Wind isn’t for everyone. In fact, if you live in a city or town, chances are wind energy is not an option for you. Although the wind certainly blows in the cities and suburbs, the wind flows are very turbulent. The wind does not blow smoothly given the many obstructions in cities and towns. Turbulence is very hard on the wind turbines, especially smaller models suitable for home use. Space can also be an issue, as well as city ordinances, not to mention difficult neighbors. [3]

                Wind power is primarily useful in rural areas of at least one acre, where ordinances are not prohibitive. This does limit sites in the US to about 10% of homeowners. This number of course is actually smaller given that not all of these sites will have sufficient wind to make it a viable option. For a map of the wind resources available in your area, the following links are good options. [3]

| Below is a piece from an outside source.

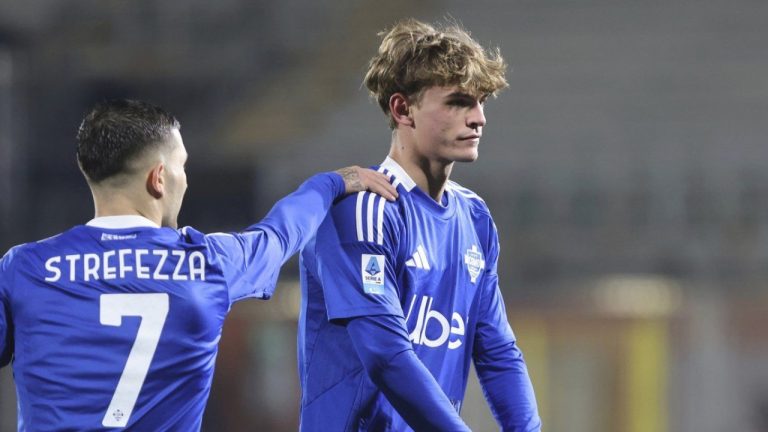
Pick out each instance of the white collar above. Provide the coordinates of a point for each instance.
(399, 173)
(122, 221)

                Most home wind machines are horizontal-axis consisting of three blades making up the rotor, a generator, a shaft, a tower, and a tail. The rotors capture kinetic energy from the wind and convert it into rotating mechanical energy, notably a spinning shaft. The spinning shaft is attached to the generator, where it converts mechanical energy into electrical energy. [3]

                Wind power has the same options as solar as far as off grid, grid tied, or grid tied with a battery backup. Many off grid power generators will use a solar system in conjunction with a wind turbine. This is an efficient set-up as wind tends to blow more in the winter and at night when the sun is not shining.

Wind Turbine



3. Chiras, Dan., “The Homeowners Guide to Renewable Energy,” March 2006.